The building needs an expensive new roof and floor repairs. “I think the city is going to fix it up and raise the rent,” Moody said.

Although she was teary eyed, Moody, who is in her 80s, admitted it was time for her to retire. “I want to paint and work in my garden,” she said.

The gallery and studio are located in the Old City Hall Block, bounded by Main Street, West Lawrenceville Street, Hill Street, and Abbotts Bridge Road. Almost all the property in the block is owned by the city. The building occupied by the Best of Brews on Main Street at the corner of West Lawrenceville Street is still privately owned.

The block is named for the Old City Hall, a former church and its parsonage on West Lawrenceville Street. The Church Ladies consignment shop and two other businesses operate in the former church. Sassy Girls boutique is located in the parsonage. The former city administration building, which suffered water damage in a sprinkler accident, is attached behind Church Ladies.

Next to the Best of Brews, fyi Duluth design studio, Accessorize Again and New Dawn Theater Company front on Main Street and rent from the city. Theater patrons enter from the parking lot at the corner of Main Street and Abbotts Bridge Road. Boudreaux’s Cajun Seafood Market and the Boiler Room face Main Street, but are set back and accessed from the parking lot. Boudreaux’s Café, now called Café Acadiana, recently moved to the Duluth Station shopping center on Buford Highway.

Most of the businesses in the Old City Hall Block pay discount rent amounts in exchange for maintaining and improving their spaces. Several have substantial investments in improvements. They operate with leases that the city can terminate in 30 days.

The city obtained the property in the block several years ago with plans to raze the old buildings and develop a mixed-use retail, office and residential complex. Potential developers faded away after the economy declined. There was considerable community opposition to tearing down the old buildings, especially the former church.

Council members and city staff recently visited businesses in the Old City Hall Block. The tour was conducted to familiarize new council and staff members with city-owned properties downtown, according to Duluth Economic Manager Chris McGahee. 

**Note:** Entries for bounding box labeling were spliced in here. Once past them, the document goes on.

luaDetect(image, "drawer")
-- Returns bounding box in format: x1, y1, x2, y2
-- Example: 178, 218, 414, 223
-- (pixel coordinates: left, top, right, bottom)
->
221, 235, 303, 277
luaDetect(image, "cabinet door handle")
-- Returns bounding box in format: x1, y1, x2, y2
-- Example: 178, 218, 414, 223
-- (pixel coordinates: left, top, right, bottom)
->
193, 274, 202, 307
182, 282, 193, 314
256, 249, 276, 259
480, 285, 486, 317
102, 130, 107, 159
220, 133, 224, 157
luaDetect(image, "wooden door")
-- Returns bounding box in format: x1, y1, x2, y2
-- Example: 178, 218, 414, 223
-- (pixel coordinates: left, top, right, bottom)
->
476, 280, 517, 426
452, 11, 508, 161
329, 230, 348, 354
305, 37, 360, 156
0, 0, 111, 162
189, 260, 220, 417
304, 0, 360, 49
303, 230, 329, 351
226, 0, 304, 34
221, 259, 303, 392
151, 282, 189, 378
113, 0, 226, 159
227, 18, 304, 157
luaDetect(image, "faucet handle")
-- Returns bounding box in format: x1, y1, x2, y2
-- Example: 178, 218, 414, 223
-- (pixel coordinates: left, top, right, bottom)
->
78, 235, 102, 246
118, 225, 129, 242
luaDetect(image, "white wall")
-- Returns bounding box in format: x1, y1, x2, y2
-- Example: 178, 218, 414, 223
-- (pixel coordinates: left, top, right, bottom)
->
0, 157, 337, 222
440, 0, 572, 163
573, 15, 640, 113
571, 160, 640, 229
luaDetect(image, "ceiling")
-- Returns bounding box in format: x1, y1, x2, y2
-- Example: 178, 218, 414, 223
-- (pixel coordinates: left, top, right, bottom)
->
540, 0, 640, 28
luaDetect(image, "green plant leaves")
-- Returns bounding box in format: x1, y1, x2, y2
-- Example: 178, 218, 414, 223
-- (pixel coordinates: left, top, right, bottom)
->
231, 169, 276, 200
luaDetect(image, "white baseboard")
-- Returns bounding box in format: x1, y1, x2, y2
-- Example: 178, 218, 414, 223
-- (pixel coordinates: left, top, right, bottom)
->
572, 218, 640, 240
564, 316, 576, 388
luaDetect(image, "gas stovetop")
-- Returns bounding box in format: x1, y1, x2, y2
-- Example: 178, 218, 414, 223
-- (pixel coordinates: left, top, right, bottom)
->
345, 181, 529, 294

For some time, the council has been concerned about the cost of emergency repairs it has had to make and potential future expenditures to keep the buildings it owns downtown functional. Another issue has been whether the city should continue its “band-aid” approach and collect lower than market value rents from tenants.

The city has considered demolishing the buildings occupied by Boudreaux’s Cajun Seafood Market and the Boiler Room and linking the front and rear parking lots to create attractive landscaped parking for downtown visitors.

The opening of the Pure Taqueria restaurant and the transformation of the Red Clay Theatre into a live music venue by Eddie Owen Presents has created a demand for more parking downtown, especially when multiple events, including New Dawn Theater productions, are occurring.